BRAND RATE OF DRAWBACK:
It is not possible to fix All Industry Rate for all the products. It cannot be fixed for special type of products. In such cases, Brand Rate is fixed.[18] The manufacturer has to submit application with all details to Commissioner, Central Excise. Such application must be made within 60 days of export.

SPECIAL BRAND RATE OF DRAWBACK:
All Industry Rate is fixed on average basis. Thus, a particular manufacture or exporter may find that the actual custom duty paid is higher than All Industry Rate fixed for his product. In such case, he can apply under Rule 7 of Drawback Rules for fixation of Special Brand Rate, within 30 days from export.
The conditions for eligibility are:
             ·          The All Industry Rate should be less than 80% of the duties paid by him.
             ·          Rate should not be less than 1% of FOB value of product except when amount of drawback per shipment is more than Rs. 500.
             ·          Export value is not less than the value of imported material used in them i.e. there should not be ‘negative value addition’.

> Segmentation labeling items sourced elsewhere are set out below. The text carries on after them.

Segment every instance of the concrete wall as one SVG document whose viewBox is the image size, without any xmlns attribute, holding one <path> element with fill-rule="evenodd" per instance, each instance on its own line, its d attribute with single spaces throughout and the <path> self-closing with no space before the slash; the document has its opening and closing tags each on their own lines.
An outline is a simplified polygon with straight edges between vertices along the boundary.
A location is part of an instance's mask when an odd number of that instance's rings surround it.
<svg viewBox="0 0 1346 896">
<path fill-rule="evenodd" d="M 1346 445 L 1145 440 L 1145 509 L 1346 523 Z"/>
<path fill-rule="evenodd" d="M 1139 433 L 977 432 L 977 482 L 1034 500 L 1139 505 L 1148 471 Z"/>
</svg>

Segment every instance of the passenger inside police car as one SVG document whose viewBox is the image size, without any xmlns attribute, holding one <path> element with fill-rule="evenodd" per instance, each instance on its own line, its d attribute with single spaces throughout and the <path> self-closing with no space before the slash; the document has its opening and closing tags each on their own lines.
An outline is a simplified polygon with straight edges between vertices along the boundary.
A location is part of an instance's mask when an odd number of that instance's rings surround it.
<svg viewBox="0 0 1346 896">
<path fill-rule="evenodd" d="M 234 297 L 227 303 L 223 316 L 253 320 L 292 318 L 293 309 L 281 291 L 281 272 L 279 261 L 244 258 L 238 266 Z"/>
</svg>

The provisions of section 16, or sub-section (2) of section 83, of the Customs Act, 1962 shall determine the amount or rate of drawback applicable to any goods exported under these rules.[19] Where the amount or rate of drawback is allowed with retrospective effect, such amount or rate shall be allowed from such date as may be specified by the Central Government by notification in the Official Gazette which shall not be earlier than the date of changes in the rates of duty on inputs or tax on input services used in the export goods.[20]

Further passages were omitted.